Com as restrições para tentar conter a pandemia impostas ao setor, considerado não essencial pelo poder público, bares e restaurantes foram obrigados a utilizar o serviço de aplicativos como iFood e Uber Eats para fazer vendas e até realizar as entregas. Mas muitos restaurantes têm reclamado das taxas cobradas, que podem ceifar até 30% do seu faturamento.

Outra queixa é uma suposta prática do iFood, empresa que detém 70% desse mercado, que privilegiaria no ranqueamento do aplicativo apenas os estabelecimentos que oferecem cupons de desconto. De acordo com restaurantes ouvidos pela reportagem, isso os coloca numa situação insustentável: ou oferecem os cupons e vendem com lucro ínfimo, ou deixam de oferecê-los e encaram a inevitável queda nas vendas.

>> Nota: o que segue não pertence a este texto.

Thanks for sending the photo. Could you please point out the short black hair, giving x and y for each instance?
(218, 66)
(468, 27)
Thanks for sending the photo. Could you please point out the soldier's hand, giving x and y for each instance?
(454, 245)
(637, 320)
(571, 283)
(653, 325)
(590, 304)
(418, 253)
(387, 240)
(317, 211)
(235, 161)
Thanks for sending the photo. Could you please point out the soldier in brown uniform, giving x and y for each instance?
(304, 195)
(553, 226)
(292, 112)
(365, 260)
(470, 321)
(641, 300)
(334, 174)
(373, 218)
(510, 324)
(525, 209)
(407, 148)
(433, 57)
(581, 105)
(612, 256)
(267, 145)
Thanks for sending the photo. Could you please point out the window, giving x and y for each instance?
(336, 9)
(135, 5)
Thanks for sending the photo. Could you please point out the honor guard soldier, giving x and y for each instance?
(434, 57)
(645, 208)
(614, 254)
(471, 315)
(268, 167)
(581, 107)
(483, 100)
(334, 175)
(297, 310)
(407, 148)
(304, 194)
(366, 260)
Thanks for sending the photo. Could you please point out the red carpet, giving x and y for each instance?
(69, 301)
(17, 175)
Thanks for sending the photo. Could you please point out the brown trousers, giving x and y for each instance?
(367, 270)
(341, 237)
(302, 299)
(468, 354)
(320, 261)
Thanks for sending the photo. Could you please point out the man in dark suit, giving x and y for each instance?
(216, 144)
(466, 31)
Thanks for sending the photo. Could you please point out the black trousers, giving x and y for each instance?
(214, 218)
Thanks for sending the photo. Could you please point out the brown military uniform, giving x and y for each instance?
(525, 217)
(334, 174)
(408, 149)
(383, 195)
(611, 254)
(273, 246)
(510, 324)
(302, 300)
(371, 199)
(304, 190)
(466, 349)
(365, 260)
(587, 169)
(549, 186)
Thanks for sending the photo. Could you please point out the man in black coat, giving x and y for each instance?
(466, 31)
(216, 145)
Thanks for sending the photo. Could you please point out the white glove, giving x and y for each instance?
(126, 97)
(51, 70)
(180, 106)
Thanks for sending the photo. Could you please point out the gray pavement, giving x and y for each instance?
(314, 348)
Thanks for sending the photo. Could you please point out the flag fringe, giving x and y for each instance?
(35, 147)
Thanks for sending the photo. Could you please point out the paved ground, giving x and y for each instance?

Além disso, o iFood foi denunciado no Conselho Administrativo de Defesa Econômica (Cade), acusado de práticas anticompetitivas por instituições e outros aplicativos, como Rappi e Uber Eats. Como resposta, no último dia 10, o Cade anunciou a imposição de uma medida preventiva contra o iFood, impedindo o aplicativo de celebrar novos contratos de exclusividade com restaurantes.

"Funcionário do iFood"

Tarcísio Mattosinho, de 42 anos, dono da hamburgueria Dom Carnívoro, de Maringá (PR), conta que nunca teve problemas de caixa, mas durante a pandemia seu faturamento sofreu queda de 40%. Acabou tendo que reduzir pela metade o número de colaboradores. A hamburgueria, cujo diferencial era o atendimento presencial, deu prioridade para o delivery, que antes da pandemia era responsável por apenas 15 % do faturamento. Essa relação foi invertida a partir daí, chegando a 88% do faturamento no auge da pandemia.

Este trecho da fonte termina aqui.